Utah initially told the Obama administration that this is how the Utah exchange works now, and will work in the future.



USA Today: Low 2012 gas prices will evaporate this year

Gasoline prices, which hit a 2012 low of $3.22 a gallon Dec. 19, are up 8 cents in the past two weeks and will likely continue climbing through April.

Gasoline prices remain below $3 a gallon in at least 50% or more outlets in 14 states. But the national average has crept up three cents to $3.30 a gallon the past week and 8 cents since hitting a 2012 low of $3.22 in mid-December.

It's likely to get worse in the coming weeks. Crude oil prices are up about $10 a gallon the past month, with benchmark West Texas Intermediate crude closing at $93.09 a barrel Friday, finishing the week up 2.5%.
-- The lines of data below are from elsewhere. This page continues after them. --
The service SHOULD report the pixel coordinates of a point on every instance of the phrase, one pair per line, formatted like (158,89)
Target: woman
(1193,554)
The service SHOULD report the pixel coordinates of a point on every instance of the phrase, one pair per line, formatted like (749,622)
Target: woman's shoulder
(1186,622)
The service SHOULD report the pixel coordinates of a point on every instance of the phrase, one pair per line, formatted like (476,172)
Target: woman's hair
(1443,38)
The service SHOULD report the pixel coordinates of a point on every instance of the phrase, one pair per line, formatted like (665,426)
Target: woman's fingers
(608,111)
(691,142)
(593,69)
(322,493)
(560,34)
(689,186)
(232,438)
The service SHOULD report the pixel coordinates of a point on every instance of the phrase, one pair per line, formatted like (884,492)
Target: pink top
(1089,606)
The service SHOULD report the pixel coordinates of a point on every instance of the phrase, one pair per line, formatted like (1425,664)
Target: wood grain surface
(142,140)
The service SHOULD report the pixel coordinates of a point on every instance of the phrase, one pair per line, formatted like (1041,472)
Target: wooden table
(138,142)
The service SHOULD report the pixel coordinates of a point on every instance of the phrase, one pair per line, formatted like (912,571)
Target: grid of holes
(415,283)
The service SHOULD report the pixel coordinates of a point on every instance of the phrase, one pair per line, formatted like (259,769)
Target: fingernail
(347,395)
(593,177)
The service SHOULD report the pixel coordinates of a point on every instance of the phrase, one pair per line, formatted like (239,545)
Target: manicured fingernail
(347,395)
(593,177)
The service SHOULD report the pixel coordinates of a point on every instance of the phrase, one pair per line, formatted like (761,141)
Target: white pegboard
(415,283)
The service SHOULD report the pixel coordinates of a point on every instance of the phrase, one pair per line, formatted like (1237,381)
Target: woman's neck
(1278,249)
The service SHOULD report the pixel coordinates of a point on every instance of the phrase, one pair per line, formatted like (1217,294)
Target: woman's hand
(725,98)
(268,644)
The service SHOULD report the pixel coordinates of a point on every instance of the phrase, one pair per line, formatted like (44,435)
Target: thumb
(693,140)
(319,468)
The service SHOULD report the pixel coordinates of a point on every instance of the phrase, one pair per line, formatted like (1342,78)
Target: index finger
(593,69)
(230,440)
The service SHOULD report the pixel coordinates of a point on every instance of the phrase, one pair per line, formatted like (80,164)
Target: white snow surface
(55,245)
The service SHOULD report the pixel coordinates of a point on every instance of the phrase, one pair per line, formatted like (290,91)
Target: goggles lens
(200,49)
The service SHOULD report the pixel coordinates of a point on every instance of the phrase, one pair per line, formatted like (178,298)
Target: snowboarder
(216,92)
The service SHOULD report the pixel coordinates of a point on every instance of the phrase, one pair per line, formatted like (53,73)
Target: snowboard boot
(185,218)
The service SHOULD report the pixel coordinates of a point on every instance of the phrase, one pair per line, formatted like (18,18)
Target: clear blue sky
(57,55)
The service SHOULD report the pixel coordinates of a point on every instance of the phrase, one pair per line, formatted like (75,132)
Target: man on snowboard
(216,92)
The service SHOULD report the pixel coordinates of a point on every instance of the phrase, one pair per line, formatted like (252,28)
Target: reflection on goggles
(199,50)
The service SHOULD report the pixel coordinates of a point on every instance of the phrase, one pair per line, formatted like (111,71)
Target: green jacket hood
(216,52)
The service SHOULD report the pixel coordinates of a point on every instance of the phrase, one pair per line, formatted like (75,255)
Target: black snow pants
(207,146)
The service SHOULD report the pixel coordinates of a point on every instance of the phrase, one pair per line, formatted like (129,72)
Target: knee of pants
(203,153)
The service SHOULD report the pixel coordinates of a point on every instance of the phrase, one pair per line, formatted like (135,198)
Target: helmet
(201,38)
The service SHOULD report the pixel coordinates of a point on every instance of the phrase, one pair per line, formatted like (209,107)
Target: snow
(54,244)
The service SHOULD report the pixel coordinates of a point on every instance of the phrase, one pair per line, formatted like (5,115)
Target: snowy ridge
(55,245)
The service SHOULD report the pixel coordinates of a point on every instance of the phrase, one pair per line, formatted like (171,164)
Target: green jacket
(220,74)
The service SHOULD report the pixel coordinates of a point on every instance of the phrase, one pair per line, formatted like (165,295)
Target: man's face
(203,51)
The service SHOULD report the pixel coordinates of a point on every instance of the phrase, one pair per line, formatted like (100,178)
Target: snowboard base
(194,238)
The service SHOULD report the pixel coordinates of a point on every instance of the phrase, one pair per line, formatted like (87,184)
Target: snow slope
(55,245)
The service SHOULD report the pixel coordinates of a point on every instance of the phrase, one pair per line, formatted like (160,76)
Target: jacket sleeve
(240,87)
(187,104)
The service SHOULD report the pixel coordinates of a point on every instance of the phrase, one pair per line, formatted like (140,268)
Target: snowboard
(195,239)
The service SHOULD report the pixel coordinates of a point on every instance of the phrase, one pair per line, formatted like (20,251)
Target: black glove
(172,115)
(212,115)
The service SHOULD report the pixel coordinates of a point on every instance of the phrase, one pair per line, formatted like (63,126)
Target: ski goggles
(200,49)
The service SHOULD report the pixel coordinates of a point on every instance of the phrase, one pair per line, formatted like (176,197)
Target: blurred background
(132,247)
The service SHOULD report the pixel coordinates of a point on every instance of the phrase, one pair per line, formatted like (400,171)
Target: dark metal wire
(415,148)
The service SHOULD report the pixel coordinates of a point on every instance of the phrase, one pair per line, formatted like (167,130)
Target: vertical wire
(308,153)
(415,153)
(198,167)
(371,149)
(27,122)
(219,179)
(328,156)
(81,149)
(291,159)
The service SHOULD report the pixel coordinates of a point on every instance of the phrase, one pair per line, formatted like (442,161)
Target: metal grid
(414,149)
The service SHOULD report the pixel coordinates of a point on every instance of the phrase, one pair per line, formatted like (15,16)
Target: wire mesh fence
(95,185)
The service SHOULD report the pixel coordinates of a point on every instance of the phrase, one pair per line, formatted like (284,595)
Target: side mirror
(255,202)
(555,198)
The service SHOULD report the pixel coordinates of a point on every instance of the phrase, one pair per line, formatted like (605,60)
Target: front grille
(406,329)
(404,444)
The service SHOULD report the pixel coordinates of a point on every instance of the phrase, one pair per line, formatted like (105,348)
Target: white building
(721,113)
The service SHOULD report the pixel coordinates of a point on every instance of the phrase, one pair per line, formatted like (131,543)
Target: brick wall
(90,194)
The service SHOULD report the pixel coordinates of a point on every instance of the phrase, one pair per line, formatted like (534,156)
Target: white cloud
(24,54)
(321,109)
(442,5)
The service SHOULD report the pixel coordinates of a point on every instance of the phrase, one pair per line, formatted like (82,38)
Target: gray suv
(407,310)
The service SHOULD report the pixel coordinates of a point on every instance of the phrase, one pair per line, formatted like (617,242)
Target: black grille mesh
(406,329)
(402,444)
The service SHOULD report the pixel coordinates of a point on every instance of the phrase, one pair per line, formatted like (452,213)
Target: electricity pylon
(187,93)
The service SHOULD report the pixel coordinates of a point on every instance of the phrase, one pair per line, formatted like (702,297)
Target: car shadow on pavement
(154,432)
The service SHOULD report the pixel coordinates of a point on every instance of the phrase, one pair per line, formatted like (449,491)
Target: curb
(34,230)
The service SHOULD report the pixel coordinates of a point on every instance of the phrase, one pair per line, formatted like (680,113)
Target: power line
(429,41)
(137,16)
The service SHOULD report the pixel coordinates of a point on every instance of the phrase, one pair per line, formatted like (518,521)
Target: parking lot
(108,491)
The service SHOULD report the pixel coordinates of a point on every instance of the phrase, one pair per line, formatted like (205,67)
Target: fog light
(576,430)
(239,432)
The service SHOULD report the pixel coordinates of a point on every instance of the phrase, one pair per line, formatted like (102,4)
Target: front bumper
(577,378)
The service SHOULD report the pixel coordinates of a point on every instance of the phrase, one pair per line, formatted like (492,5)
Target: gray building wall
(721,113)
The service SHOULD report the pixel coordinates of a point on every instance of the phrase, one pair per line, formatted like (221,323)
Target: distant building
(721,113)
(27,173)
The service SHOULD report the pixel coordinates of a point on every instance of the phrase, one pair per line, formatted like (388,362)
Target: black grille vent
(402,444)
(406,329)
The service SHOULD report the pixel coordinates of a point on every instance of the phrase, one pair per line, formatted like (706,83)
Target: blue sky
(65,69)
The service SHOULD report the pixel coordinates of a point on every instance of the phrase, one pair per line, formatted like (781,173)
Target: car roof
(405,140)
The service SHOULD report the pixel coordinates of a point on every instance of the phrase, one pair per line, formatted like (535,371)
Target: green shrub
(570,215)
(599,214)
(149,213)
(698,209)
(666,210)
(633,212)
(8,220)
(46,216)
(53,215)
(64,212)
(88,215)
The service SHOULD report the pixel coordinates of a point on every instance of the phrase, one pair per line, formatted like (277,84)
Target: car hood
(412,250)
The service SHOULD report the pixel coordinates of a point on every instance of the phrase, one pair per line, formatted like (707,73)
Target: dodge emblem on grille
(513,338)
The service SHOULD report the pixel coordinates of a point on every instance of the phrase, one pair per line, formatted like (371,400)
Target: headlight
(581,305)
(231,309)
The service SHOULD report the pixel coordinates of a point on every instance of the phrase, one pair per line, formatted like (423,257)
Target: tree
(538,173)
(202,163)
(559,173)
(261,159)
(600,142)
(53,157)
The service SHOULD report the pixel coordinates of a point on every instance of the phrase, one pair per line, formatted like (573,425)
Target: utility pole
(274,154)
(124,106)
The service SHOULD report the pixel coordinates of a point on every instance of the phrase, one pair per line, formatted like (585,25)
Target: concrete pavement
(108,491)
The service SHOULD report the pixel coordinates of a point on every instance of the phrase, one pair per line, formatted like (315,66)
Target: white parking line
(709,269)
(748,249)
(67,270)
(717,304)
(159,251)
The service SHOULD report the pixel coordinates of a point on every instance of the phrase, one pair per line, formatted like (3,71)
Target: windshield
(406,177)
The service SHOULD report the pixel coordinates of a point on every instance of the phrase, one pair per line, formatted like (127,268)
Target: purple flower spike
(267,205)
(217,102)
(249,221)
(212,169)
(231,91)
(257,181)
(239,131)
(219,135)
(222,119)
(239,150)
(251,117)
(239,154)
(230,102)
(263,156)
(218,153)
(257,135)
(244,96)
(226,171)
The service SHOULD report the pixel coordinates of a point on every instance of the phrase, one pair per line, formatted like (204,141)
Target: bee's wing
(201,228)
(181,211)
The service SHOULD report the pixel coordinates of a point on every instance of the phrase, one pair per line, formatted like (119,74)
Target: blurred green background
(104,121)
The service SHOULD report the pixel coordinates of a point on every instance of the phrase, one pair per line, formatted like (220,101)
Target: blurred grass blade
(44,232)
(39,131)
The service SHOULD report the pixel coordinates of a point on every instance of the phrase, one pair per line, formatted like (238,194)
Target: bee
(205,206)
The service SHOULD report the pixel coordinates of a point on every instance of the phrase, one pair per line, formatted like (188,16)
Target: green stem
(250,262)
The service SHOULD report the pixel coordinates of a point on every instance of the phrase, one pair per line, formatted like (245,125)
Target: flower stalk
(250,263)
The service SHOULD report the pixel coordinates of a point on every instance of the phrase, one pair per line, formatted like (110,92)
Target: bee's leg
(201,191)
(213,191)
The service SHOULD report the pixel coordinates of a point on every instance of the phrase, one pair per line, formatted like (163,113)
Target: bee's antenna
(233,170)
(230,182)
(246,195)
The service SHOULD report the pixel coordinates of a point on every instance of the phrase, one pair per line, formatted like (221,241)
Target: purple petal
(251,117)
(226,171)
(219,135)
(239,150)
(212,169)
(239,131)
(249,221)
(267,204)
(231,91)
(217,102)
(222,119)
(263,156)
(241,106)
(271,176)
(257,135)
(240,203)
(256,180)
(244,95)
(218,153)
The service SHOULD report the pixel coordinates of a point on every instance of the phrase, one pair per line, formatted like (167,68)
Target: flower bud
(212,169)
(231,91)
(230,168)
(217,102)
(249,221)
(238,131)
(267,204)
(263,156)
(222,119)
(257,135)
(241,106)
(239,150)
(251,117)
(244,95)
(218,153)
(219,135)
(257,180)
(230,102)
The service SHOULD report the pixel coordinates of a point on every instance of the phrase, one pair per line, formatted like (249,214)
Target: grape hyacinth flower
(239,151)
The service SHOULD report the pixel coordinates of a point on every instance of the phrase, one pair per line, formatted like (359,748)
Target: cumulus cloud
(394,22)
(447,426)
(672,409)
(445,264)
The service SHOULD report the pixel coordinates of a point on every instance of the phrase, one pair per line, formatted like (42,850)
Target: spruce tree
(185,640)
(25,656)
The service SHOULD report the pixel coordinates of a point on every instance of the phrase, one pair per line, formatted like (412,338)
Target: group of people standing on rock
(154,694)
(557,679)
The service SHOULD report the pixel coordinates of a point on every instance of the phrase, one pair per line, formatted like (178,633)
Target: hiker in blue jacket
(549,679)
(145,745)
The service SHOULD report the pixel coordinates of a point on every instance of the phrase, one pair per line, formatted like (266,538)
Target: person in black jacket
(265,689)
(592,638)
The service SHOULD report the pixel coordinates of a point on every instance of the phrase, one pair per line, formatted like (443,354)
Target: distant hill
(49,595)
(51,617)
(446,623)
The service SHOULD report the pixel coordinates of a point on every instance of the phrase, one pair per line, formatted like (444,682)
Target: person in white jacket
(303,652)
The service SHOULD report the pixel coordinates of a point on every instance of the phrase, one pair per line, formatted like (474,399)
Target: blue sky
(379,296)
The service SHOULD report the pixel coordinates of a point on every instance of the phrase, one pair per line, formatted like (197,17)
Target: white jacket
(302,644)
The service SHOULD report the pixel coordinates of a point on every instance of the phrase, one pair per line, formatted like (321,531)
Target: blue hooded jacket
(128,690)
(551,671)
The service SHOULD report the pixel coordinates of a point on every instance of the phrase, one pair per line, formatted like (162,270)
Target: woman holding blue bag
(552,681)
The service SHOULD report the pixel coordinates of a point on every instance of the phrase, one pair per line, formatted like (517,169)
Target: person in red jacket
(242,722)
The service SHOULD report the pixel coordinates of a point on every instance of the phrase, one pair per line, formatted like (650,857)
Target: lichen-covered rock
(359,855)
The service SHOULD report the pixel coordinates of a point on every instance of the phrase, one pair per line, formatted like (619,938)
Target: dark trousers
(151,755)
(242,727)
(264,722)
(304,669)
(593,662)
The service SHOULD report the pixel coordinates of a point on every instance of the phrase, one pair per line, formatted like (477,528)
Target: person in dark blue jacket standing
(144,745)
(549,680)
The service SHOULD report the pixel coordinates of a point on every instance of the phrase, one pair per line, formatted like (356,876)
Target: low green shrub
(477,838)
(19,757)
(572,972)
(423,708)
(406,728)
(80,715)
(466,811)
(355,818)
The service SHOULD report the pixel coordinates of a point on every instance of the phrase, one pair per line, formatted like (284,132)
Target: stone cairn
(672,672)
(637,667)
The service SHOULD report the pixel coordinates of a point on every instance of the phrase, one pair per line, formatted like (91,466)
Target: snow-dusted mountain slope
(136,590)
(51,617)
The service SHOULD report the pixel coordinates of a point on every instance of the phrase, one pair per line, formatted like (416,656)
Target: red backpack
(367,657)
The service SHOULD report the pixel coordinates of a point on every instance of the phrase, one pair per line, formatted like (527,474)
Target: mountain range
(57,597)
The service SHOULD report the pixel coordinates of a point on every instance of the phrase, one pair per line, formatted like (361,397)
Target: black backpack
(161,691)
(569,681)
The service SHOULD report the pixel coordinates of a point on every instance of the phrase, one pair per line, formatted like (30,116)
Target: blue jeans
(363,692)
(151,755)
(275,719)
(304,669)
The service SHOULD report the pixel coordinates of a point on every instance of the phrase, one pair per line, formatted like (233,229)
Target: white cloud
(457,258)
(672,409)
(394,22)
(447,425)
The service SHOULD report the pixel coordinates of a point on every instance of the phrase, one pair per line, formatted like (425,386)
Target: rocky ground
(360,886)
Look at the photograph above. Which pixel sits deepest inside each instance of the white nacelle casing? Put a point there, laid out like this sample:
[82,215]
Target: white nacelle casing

New York Times: Tax Code May Be the Most Progressive Since 1979

With 2013 bringing tax increases on the incomes of a small sliver of the richest Americans, the country’s top earners now face a heavier tax burden than at any time since Jimmy Carter was president.

The last-minute deal struck by the departing 112th Congress raised taxes on a handful of the highest-earning Americans, with about 99.3 percent of households experiencing no change in their income taxes. But the Tax Policy Center estimates that the average family in the top 1 percent will pay a federal tax rate of more than 36 percent this year, up from 28 percent in 2008. That is the highest rate since 1979, at least.